Dans une enquête menée en 1998 par Thomas Piketty, on demandait aux personnes interrogées quels « devraient être » selon eux les revenus mensuels respectifs d’un cadre supérieur d’une grande entreprise et d’une caissière de supermarché. Les réponses moyennes étaient respectivement de 27 300 francs et 7 477 francs. Soit un rapport de 1 à 3,6 (alors qu’à l’époque l’écart réel des salaires moyens de ces deux catégories était au moins de 1 à 9). Cet écart variait assez peu selon la catégorie sociale de la personne interrogée. Dans une autre enquête menée en 2004 par l’équipe du sociologue François Dubet, le montant au-dessus duquel les salaires mensuels étaient jugés « indécents » était de 6 000 euros selon les ouvriers interrogés, et de 10 000 euros selon les cadres et chefs d’entreprises. Ce qui revient à 6,6 Smic (de 2004) selon les ouvriers, et 11 Smic selon les chefs d’entreprises. Voilà qui nous rapproche sensiblement du facteur 12. Plusieurs sondages Ipsos (réalisés pour le Secours populaire en 2010) indiquent qu’une majorité de Français considèrent que 1 000 euros mensuels devraient constituer un revenu minimal net pour une personne seule (alors que le RSA de base est à 467 euros en 2011). Où en sommes-nous aujourd’hui ?
Au total, les dimensions les plus discriminantes concernent le niveau d’éducation, le niveau de revenu et le sexe : les femmes ont une appréciation beaucoup plus basse du plafonnement à appliquer que les hommes : 8 300 contre 23 400 euros en moyenne. C’est en grande partie dû au fait que le niveau moyen d’études des femmes et leur niveau de rémunération sont moins élevés que ceux des hommes. Finalement, une forte coupure apparaît entre une large majorité de la population – surtout salariée – peu éduquée et dont le niveau de revenu est bas, et une minorité très éduquée et appartenant aux catégories socioprofessionnelles supérieures.

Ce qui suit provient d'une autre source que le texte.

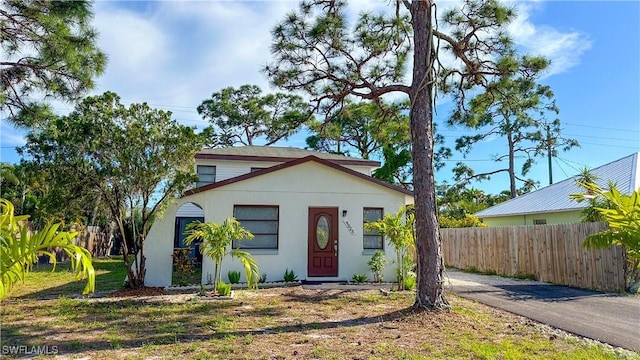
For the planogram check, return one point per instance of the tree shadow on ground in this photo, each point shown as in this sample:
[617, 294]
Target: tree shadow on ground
[196, 322]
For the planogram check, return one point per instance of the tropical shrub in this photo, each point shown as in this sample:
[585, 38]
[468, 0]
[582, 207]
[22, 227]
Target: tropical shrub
[182, 266]
[290, 276]
[410, 281]
[234, 276]
[452, 222]
[623, 216]
[20, 249]
[223, 289]
[359, 278]
[216, 239]
[376, 264]
[398, 229]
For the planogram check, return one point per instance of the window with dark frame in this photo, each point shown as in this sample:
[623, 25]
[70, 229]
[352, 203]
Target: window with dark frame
[372, 240]
[206, 175]
[262, 221]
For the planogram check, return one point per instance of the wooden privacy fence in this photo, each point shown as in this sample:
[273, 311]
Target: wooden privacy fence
[551, 253]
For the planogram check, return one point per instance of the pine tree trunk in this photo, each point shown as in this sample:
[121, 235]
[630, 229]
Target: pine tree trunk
[430, 283]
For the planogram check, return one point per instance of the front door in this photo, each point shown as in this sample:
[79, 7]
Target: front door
[323, 242]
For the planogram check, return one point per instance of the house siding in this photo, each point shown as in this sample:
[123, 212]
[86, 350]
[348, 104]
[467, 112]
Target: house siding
[294, 190]
[564, 217]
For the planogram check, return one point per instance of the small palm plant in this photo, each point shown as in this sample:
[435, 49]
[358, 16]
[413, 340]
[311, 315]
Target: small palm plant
[20, 249]
[398, 229]
[216, 240]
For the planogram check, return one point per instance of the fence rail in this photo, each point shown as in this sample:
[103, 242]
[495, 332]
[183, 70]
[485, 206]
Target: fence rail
[552, 253]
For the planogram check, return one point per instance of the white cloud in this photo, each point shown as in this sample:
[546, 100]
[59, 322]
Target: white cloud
[175, 54]
[564, 49]
[10, 135]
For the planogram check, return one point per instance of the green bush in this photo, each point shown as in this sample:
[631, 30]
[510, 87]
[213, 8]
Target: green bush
[410, 281]
[223, 289]
[234, 276]
[359, 278]
[290, 276]
[376, 264]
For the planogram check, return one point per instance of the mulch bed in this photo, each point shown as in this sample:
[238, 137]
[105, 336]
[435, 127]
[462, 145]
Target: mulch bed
[144, 291]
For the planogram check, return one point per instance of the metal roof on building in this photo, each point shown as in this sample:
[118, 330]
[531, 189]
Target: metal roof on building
[625, 173]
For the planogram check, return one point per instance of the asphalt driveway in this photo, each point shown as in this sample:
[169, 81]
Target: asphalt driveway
[609, 318]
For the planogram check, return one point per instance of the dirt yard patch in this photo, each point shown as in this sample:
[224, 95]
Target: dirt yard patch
[288, 323]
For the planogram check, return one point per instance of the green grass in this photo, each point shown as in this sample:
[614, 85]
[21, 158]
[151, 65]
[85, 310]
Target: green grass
[289, 323]
[45, 281]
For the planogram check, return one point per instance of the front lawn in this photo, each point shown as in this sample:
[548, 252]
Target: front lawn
[280, 323]
[42, 282]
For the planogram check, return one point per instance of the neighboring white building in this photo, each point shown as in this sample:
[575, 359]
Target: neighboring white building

Nous voyons clairement, avec ces chiffres, à quel point le débat sur le sujet des très hauts revenus est capté et occulté par cette minorité éduquée, empêchant des prises de position et des délibérations collectives, en vue de mesures réglementaires et fiscales en faveur de plus d’égalité. Même la mesure proposée par le Parti socialiste consistant à fixer des écarts maximaux de 1 à 20 dans les entreprises publiques apparaît encore très en deçà des aspirations de la grande majorité des Français. Peut-on se contenter d’accuser cette partie de la population d’ignorance des réalités économiques, voire d’obscurantisme, pour légitimer le maintien d’écarts de rémunération tels qu’ils sont pratiqués aujourd’hui ? Ne faut-il pas considérer que derrière ces estimations intuitives résident une sagesse et un ensemble de repères éthiques auxquels il serait vital de se référer ? Et ne doit-on pas reconnaître que le refus de toute discussion est bien l’expression de la volonté d’une caste de maintenir ses privilèges et ses avantages aux dépens de l’intérêt général ? N’est-ce pas le signe d’une rupture du contrat social ?
L’écart abyssal entre salaires et revenus dans une même société et entre sociétés donne en effet le sentiment d’un jeu sans règles et sans correctifs, dans lequel certains peuvent s’enrichir d’une façon exponentielle sans avoir de compte à rendre à quiconque et sans que soit possible une discussion sur les critères et les structures qui leur ont permis d’atteindre ces sommets.